Der Band „Dialog und Transformation“ aus der Sicht der InReV

Gotthard Fermor, Thorsten Knauth, Rainer Möller, Andreas Obermann (Hg.), Dialog und Transformation. Pluralistische Religionspädagogik im Diskurs. Waxmann 2022.

Aus der Sicht der inklusiven Religionspädagogik der Vielfalt bearbeitet dieser Band eine Heterogenitätsdimension, nämlich die Vielfalt der Religionen, durch die sich Menschen voneinander unterscheiden. Insofern kann Dialog und Transformation durchaus als Vertiefung und Bereicherung von InReV gelesen werden, denn hier wird religiöse Herkunft als eine neben sozialen, geschlechts- und körperbezogenen Faktoren wesentliche Kategorie der Religionspädagogik der Vielfalt erstmals umfassend und differenziert analysiert.

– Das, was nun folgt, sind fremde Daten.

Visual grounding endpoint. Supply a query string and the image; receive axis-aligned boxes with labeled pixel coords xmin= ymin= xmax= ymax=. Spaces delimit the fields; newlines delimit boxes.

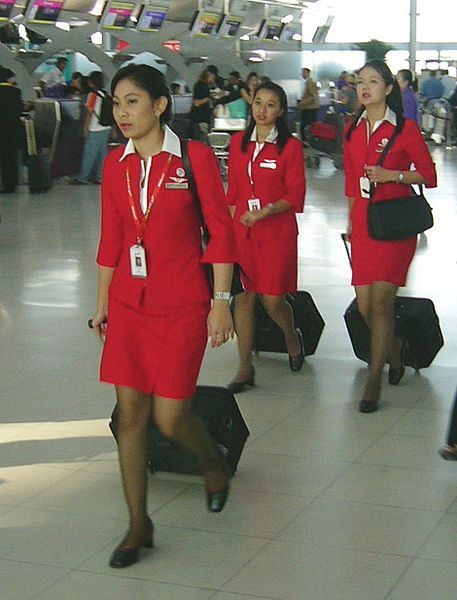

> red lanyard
xmin=248 ymin=142 xmax=265 ymax=198
xmin=125 ymin=154 xmax=173 ymax=246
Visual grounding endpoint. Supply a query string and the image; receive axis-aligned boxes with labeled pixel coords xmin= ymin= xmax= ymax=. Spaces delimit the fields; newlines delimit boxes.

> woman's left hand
xmin=240 ymin=209 xmax=264 ymax=227
xmin=365 ymin=165 xmax=394 ymax=183
xmin=207 ymin=300 xmax=235 ymax=348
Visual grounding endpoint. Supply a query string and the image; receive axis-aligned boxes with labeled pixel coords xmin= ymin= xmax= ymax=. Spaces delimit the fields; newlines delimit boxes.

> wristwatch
xmin=214 ymin=292 xmax=232 ymax=302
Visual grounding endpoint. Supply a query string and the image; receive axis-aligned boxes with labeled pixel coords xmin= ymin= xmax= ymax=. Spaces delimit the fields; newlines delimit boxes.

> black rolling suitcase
xmin=249 ymin=292 xmax=325 ymax=356
xmin=343 ymin=238 xmax=444 ymax=370
xmin=24 ymin=118 xmax=52 ymax=194
xmin=110 ymin=385 xmax=249 ymax=476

Was Dialog und Transformation in besonderer Weise kompatibel macht zu InReV ist die in diesem Diskurs zugrunde gelegte positive Wertung der Vielfalt von Religionen und die machtkritische Dekonstruktion von theologisch-religionspädagogischen Tendenzen, andere Religionen (zugunsten der eigenen) herabzuwürdigen und die Unterschiede zwischen den Religionen als trennende Grenzen zu deuten.

Um dies auch theoretisch zu fundieren, greift Dialog und Transformation auf die Grundannahmen der pluralistischen Religionstheologie zurück. Diese theologische Tradition ist im angelsächsischen Sprachraum weithin etabliert, wird aber in der deutschen Theologie eher ignoriert bzw. diskreditiert. 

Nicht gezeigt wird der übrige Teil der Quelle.